St. Sebastian sat a little deeper in. He did not allow himself to look at Auden’s thigh again.

“Okay,” Auden said. “Let’s learn about each other, and then you can stop hiding from me.”

“I’m not hiding,” St. Sebastian said.

Auden raised an eyebrow at this, making a point to look at how St. Sebastian had submerged himself up to his ears in the water, and St. Sebastian amended, “It’s not hiding if I don’t care about being found.”

“Don’t you?” Auden asked curiously.

And St. Sebastian didn’t know how to answer that, because he did care about being found, and yet being found was also a feeling so good he wouldn’t give it up for the world.

“Right,” Auden said. “Now, how has your summer been going?”

“What?”

“We are,” Auden explained patiently, “learning about each other. This is how it works: I ask, you answer. Then you ask something about me, and I answer.”

“I know how a conversation works,” St. Sebastian said.

Auden, as usual, barely reacted to St. Sebastian’s irritation. “Good then. How is your summer?”

“Fine,” St. Sebastian grated out.

And when St. Sebastian didn’t offer the question in return, Auden pretended he had. “Mine was awful until we came here and I saw you.”

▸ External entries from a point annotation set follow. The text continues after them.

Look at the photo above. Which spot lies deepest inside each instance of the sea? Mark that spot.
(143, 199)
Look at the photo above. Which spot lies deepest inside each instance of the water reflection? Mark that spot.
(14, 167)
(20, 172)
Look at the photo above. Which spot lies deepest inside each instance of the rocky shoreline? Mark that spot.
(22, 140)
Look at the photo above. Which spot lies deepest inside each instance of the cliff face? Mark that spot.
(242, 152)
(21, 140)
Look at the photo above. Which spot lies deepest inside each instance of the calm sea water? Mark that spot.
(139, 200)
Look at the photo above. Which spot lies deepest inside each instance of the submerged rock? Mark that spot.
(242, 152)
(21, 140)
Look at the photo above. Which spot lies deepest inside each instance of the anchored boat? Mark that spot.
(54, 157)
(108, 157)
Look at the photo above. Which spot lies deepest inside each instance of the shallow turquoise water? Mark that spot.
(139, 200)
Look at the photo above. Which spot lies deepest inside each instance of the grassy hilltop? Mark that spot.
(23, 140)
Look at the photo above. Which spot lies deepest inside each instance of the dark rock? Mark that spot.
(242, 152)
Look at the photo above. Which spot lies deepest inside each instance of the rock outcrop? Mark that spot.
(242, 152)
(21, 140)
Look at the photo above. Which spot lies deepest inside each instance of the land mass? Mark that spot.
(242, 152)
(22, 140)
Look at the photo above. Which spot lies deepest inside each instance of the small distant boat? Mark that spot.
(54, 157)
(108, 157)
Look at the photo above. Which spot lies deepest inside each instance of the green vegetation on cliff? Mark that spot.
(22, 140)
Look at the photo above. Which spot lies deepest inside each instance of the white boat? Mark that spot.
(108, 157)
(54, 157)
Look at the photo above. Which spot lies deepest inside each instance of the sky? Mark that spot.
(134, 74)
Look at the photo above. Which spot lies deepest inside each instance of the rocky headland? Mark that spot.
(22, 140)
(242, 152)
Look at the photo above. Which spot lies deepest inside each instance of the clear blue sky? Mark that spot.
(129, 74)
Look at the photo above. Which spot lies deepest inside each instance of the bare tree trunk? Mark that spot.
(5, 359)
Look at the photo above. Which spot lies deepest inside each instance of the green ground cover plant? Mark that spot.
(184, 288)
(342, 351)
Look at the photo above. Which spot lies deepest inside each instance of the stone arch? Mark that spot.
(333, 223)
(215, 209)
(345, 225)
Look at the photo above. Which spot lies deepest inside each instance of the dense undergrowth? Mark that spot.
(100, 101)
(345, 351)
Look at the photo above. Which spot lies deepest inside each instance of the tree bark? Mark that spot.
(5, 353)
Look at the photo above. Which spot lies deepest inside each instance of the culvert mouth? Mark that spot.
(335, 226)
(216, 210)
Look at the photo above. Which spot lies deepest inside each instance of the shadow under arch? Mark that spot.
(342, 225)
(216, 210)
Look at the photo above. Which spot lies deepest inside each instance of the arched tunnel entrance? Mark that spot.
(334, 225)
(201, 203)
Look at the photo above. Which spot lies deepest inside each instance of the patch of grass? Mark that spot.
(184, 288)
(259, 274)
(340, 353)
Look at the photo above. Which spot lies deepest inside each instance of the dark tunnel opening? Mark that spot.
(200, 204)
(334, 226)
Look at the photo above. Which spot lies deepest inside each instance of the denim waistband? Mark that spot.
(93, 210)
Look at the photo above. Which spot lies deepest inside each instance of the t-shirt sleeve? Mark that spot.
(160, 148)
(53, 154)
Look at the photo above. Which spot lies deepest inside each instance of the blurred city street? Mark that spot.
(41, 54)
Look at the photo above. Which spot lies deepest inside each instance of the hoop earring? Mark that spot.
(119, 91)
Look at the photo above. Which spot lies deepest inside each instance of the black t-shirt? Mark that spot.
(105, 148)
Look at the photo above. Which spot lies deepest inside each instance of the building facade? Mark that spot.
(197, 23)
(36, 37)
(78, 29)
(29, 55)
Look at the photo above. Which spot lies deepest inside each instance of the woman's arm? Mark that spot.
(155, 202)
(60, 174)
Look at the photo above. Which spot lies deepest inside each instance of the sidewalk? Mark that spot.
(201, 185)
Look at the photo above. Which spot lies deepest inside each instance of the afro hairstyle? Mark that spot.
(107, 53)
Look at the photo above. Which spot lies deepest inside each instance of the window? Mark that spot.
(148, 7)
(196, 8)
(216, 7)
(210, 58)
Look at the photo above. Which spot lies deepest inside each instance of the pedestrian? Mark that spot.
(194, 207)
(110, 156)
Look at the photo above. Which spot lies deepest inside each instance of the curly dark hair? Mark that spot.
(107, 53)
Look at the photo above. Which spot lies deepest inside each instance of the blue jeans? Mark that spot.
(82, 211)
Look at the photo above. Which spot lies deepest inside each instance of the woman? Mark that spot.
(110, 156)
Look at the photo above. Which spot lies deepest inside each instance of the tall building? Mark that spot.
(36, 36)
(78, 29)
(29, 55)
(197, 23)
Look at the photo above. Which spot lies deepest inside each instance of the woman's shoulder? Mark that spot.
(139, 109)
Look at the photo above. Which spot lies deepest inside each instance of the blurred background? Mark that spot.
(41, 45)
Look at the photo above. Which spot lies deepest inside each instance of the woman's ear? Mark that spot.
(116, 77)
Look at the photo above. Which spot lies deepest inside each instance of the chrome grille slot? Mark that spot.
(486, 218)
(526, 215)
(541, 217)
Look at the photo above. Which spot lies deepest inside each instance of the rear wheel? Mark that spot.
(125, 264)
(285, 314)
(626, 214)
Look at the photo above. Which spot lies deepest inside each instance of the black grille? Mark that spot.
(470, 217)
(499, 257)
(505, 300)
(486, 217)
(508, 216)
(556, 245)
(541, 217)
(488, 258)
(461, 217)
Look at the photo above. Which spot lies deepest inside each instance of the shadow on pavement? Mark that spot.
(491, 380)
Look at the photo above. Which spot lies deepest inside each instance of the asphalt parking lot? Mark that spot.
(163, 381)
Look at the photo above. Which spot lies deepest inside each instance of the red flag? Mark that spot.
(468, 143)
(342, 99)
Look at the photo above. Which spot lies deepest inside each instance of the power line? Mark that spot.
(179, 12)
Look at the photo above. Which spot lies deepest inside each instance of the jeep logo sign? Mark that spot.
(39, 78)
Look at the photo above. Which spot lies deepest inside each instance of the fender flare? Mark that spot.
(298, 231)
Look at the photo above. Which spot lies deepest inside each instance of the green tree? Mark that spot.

There was no amount of river water that could soothe the sharp, giddy knot in St. Sebastian’s chest at that answer. He didn’t know what to say, how to feel, he only knew that Auden’s brand of arrogant honesty sliced neatly through every layer of sarcasm or mischief or indifference he put between himself and the world. He wanted to hate Auden for that, and maybe he did a little, but when he met Auden’s eyes over the water, he saw that the watch-wearing prince wasn’t as composed as his voice made him sound. Vulnerability lurked in those hazel eyes—all the more apparent when Auden was the first to break their gaze and look down the stream—and when he did, St. Sebastian could see the pulse thrumming hard in Auden’s throat. He could see the careful flex and close of Auden’s fist, slow enough to pass for casual, but deliberate enough to bely the truth; he could see, rising like a designer-label island between his thighs, proof that Auden noticed St. Sebastian’s body as much as St. Sebastian noticed his.

Auden was horny and nervous and uncertain—and one was only uncertain about things one wanted.

Auden Guest wanted St. Sebastian—and that giddy knot inside St. Sebastian’s chest pulled even tighter, pulling tight enough that it cut through everything else like floss.

“My summer got better too,” St. Sebastian said hoarsely. “After I saw you.”

St. Sebastian’s small surrender had a huge effect. Auden’s whole body seemed to slacken with relief and then tense with renewed purpose—only his erection remained as it was, covered in wet fabric, the water parting around it, and St. Sebastian was not proud of how intently he was studying the Isle of Erection when Auden turned his head back to him.

If Auden noticed, he didn’t say anything. But he did part his thighs ever so slightly more, as if to say go ahead, look. As if to say, I’ll indulge you in this.